You know you are a criminal when....

If you have ever had sex or even talked to a member of the opposite sex anywhere in the US I am guessing you are probably a criminal.......

Hey chaps, ever had a beer after making love to your woman? Better hope that is was not more than three gulps if you are in Ames Iowa, apparently any more than three gulps is rude or something. Getting the sexy on with the lights on?? Oh no! Arrest that couple. Well in Rombach Virginia tis against the law. Fancy a bit of slap and tickle? – not in Mississippi if you don’t mind. Fancy going on the pull? Pretty much against the law in Alabama – that is unless you decide flattery is not a tool that should be used as you try and engage with the fairer sex! Unmarried and had sex in Michigan? You are soooo a criminal! If caught you could get 5 years – you are criminal in Texas to, but it is only a misdemeanour (well that’s all right then!). Arizona could bang you up for three years and never go to South Dakota if you like oral sex. That is worth ten years apparently.

Now anyone who has visited Washington DC or Florida I can pretty much guarantee you are a criminal. That is unless your sexual adventures are restricted to the missionary position. Anything else is against the law?!?! Of course, considering the fact that making love to a virgin (even on their wedding night) is a major crime in Washington State the missionary position is the least of the problem! So, no sex with virgins? Got to be better than Connecticut which criminalises any sexual behaviour between any adults at all. Hhhhmmm – if you have ever gone there then odds on you are a criminal.

As a women some of the weird and wonderful misogyny of years gone by mean that visiting Texas as a woman with more than 6 sex toys and you could be in trouble! Visiting Illinois? The young unweds in that part of the country are Masters. Yes, to you women folk that would be Master James not Mister James. (All the criminals in the house put their hands up!) Like a patent leather shoe – sorry ladies the reflection of your undergarments may just make the blood lust rise in the men of Cleveland, no patent leather shoes for you! Now ladies, I know, I know but at least in Cleveland you can strip naked in front of a photo of a man. Not so in Oxford Ohio. But then in Oxford you might not be allowed to strip naked in front of a picture of your chap, but a least you do not have to ask his permission to get your hair cut the way you do in Michigan! So, you get permission from your husband in Michigan to get you haircut and on a trip to Kansas City you decide to pop to the hair salon. Make sure it during the day. Any women on the streets at night can be liable to arrest.

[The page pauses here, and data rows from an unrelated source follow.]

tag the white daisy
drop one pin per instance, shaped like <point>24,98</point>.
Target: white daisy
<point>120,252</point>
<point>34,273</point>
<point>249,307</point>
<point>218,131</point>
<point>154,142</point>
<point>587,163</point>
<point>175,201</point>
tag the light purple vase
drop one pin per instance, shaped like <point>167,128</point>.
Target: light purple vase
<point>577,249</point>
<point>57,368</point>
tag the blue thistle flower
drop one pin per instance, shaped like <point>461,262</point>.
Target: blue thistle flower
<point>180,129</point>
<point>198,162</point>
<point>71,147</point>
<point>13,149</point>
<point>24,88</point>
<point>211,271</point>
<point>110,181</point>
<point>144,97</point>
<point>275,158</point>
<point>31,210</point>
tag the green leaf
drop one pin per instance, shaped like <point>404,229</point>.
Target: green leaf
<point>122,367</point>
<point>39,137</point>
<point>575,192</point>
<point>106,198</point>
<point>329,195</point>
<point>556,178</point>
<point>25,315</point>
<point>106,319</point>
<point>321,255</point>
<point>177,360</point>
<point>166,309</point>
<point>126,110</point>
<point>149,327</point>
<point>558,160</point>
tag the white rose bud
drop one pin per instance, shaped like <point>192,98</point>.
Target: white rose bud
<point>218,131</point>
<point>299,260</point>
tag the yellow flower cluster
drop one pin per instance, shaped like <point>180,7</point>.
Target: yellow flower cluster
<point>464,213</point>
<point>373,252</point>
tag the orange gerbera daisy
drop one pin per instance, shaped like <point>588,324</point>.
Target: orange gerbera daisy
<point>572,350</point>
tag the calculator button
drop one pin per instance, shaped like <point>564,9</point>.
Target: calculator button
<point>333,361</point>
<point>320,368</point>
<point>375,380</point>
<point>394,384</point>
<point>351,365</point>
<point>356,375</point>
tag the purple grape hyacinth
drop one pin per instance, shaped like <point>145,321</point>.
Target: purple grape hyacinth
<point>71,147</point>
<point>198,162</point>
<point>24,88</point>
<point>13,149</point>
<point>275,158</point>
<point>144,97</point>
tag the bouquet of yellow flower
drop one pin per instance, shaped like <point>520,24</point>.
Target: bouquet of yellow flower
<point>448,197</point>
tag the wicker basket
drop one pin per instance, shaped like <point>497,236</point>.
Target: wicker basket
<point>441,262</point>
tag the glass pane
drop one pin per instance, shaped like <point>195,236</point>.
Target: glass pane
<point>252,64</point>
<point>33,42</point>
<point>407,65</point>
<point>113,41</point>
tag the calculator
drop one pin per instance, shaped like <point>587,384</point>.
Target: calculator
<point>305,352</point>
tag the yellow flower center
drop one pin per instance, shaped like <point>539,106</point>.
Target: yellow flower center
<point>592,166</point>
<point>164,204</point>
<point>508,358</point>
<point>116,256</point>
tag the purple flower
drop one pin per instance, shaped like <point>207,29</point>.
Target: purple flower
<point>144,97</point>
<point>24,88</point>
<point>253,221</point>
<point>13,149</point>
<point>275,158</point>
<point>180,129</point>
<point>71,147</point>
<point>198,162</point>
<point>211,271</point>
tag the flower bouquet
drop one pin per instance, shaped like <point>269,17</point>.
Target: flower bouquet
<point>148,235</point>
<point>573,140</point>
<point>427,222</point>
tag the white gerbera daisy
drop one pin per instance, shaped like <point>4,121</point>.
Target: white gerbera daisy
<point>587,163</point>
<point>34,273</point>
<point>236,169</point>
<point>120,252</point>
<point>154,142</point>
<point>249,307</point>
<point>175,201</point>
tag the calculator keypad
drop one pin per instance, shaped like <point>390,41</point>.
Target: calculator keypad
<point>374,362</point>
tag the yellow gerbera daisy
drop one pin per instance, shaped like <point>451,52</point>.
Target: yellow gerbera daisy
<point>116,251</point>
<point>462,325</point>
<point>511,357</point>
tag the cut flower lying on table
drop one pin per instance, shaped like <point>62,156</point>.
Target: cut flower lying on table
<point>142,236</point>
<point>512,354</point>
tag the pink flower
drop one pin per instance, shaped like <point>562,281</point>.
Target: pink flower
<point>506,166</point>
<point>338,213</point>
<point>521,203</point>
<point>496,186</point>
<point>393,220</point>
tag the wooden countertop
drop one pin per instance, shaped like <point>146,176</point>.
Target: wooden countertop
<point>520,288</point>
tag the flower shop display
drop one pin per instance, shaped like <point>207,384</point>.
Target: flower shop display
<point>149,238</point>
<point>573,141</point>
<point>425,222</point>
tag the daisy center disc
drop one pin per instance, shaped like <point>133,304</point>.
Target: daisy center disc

Fancy a visit across the pond? Then make sure your criminal behaviour is kept under wraps please. No carrying of planks along the pavement and is you must get pissed do not do it a pub – apparently getting drunk in the place you go to get drunk is putting yourself on the wrong side of the law! And after you have had a few please do not burst into song on the street, very, very naughty! Never ever jump the ticket queue on the tube – you know we Brits love our queues. Oh, and please remember it is really really illegal to cause an nuclear explosion. - but hey we can have sex standing up, so that is something!!!!!

And finally, please, please remember if you are going to have sex with Satan then you must use a condom when visiting Bakersfield, California

Now can any of you tell me you are not a criminal?